12/05/2017

Just the facts, Hal

 

Journalism used to be such a human activity, based broadly on our insatiable curiosity and a desire to know stuff. People drawn to the industry were often thinkers, provocateurs and gossips fuelled by cynicism, wit and chutzpah.

Press desk reminiscences are fuelled by stories of mavericks, scoops and special relationships. Probably no-one applauds a sport report so detailed that every cross and pass is recorded or a business report that minutely tracks a business’s stock market activity.

This kind of information is important in its specificity. Created often enough it can build up data that lends itself to being crunched. And it now appears that it is the kind of story that a machine could write, and other machines – news aggregators – can harvest and collate.

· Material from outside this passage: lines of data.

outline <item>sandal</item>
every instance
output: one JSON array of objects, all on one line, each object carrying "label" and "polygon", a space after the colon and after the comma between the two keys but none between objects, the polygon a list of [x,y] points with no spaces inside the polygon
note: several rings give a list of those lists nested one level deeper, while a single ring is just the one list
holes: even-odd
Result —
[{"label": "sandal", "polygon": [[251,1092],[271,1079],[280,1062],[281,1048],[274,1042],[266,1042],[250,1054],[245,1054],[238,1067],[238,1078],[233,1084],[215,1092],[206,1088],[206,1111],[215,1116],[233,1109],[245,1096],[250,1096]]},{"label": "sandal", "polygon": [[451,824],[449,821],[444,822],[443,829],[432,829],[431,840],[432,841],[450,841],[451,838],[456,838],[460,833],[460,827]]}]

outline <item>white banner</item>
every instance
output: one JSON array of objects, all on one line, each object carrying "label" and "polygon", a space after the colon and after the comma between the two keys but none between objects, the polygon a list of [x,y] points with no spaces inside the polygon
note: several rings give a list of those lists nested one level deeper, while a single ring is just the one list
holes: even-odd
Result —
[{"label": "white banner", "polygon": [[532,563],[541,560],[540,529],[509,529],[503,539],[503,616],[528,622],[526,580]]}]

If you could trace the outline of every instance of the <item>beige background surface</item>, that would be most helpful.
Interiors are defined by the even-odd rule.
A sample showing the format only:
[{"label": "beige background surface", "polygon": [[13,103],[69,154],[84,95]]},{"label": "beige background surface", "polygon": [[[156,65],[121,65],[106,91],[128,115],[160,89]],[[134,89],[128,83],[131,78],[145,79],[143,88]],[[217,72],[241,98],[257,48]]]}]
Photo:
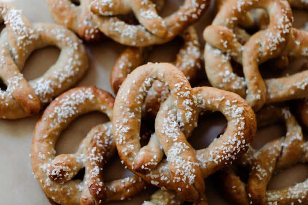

A recent article in The Conversation looked at ‘robo-journalism’, automated software that “converts structured data into stories with limited or no human intervention beyond the initial programming”. It has already been deployed by several large news organisations – including the Associated Press, which uses the technology to write thousands of business stories every year.

So it clearly has a role. But it is not journalism.

In the same way that PingGo – a new automated PR service launched in Edinburgh – overlooks the creativity, intelligence and knowhow that underpin success in PR. What it can never deliver, is the spark that comes from reflecting business plans through an actual human prism.

Computers say no, but people (especially in PR!) say yes. And we deliver. And we smile. A lot.